| ECB hikes rates to 5yr high { March 8 2007 } Original Source Link: (May no longer be active) http://news.yahoo.com/s/afp/20070308/bs_afp/ecbeurozonebank_070308165911http://news.yahoo.com/s/afp/20070308/bs_afp/ecbeurozonebank_070308165911
ECB hikes rates to five-year high March 8, 2007
FRANKFURT (AFP) - The European Central Bank shrugged off political pressure and recent jitters on world financial markets to raise its key interest rates to a five-and-a-half-year high on Thursday in a bid to keep a lid on inflation in the 13-country eurozone.
As unanimously predicted, the ECB's rate-setting governing council raised its key interest rates by a quarter of a percentage point to 3.75 percent, bringing eurozone borrowing costs to their highest level since September 2001.
The bank, known as the guardian of the euro, also increased its other two key rates -- the deposit rate and the marginal lending rate -- by 0.25 percentage point to 2.75 percent and 4.75 percent respectively.
The rate rise, the seventh in 15 months, had been widely expected, so that the euro held steady at around 1.3154 dollars immediately after the decision.
Just 45 minutes earlier, the Bank of England had held its key rates steady at 5.25 percent for the second month in a row, sticking to its wait-and-see approach after British annual inflation slowed sharply in February.
Attending the ECB meeting in the bank's Eurotower headquarters in Frankfurt was the EU's commissioner for economic and monetary affairs, Joaquin Almunia, and German Finance Minister Peer Steinbrueck, who represented eurozone finance ministers.
ECB President Jean-Claude Trichet was scheduled to explain the reasoning behind the move at a news conference later on Thursday.
The guardian of the euro had already raised its benchmark "refi" refinancing rate six times in the past 15 months -- in December 2005 and in March, June, August, October and December of last year, each time by a quarter of a percentage point.
But ECB chief Trichet and other top monetary officials had all carefully prepared the ground for another move this month.
Even the heavy sell-off in global stock markets last week is unlikely to be of sufficient concern for the ECB to alter its course of monetary tightening, analysts said.
The German BdB banking federation said the increased level of borrowing costs "fits in well with the current economic situation" in Europe.
"During the course of this year, the euro area will be able to bank on growth of a good 2.0 percent, despite the slight slowdown in the global economy," said BdB president Manfred Weber.
"At that pace of growth, a neutral level of central bank rates -- which we see as 3.5-4.0 percent -- is justified," Weber said.
Nevertheless, any increase in eurozone borrowing costs is expected to raise political hackles in Europe, since politicians are concerned that higher borrowing costs could put the brakes on recovery.
Eurozone finance ministers have painted a positive picture of the inflation outlook, despite the upward price pressures coming from the sharp rise in January in value-added or sales tax (VAT) in Germany, Europe's biggest economy, and high wage demands.

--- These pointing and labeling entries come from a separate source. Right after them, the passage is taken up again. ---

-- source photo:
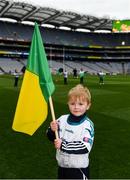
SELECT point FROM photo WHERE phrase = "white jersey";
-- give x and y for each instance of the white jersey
(77, 139)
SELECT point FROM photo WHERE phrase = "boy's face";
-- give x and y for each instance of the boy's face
(77, 106)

The latest data showed that area-wide inflation was steady at 1.8 percent in February, below the ECB's target of just under 2.0 percent.

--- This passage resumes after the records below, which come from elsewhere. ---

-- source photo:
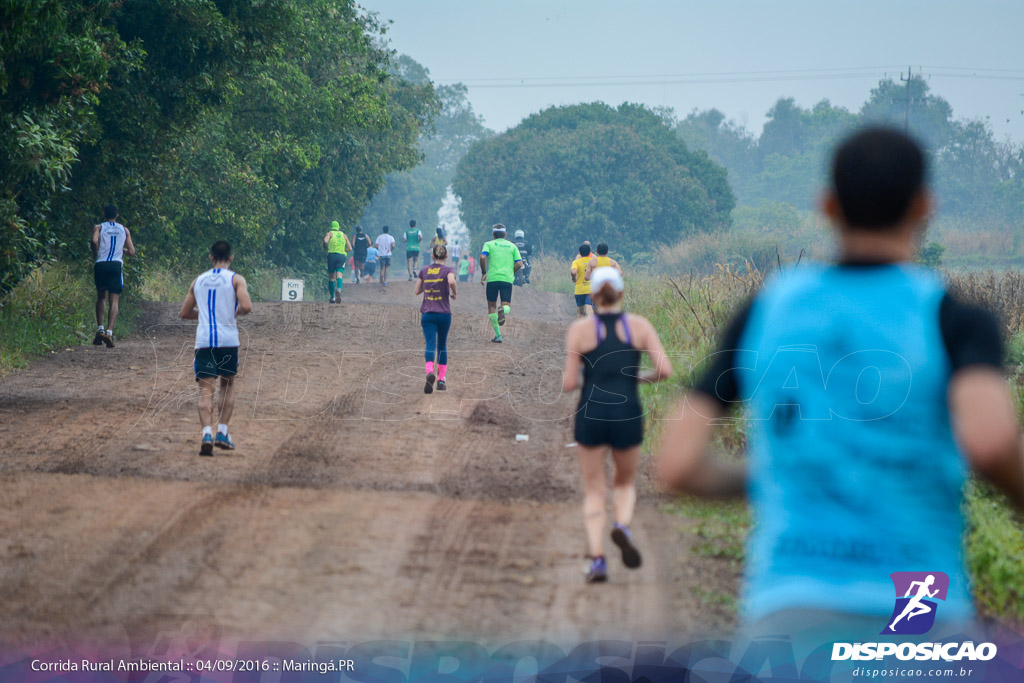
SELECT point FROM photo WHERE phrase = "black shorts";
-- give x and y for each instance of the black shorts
(503, 289)
(336, 262)
(619, 433)
(216, 361)
(109, 276)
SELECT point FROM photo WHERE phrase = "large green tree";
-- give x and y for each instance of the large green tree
(254, 121)
(418, 194)
(591, 171)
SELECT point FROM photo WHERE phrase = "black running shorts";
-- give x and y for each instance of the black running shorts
(503, 289)
(216, 361)
(108, 275)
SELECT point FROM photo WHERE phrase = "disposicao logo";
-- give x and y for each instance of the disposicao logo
(916, 593)
(913, 614)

But the ECB itself is concerned that oil prices might start to rise again and that high wage demands could trigger an inflationary spiral.
Germany's powerful IG Metall labour union, for example, is to demand wage increases of 6.5 percent for the 3.4 million workers in the German engineering and metal-working industry in wage talks next month.
The German DGB trade union federation said the latest rate rise was "not justifiable."
"There is absolutely no economic justification for the decision," said DGB board member Claus Matecki.
"Neither the inflation expectations nor the frequent concern over unions' allegedly exaggerated wage demands justify the move," Matecki said.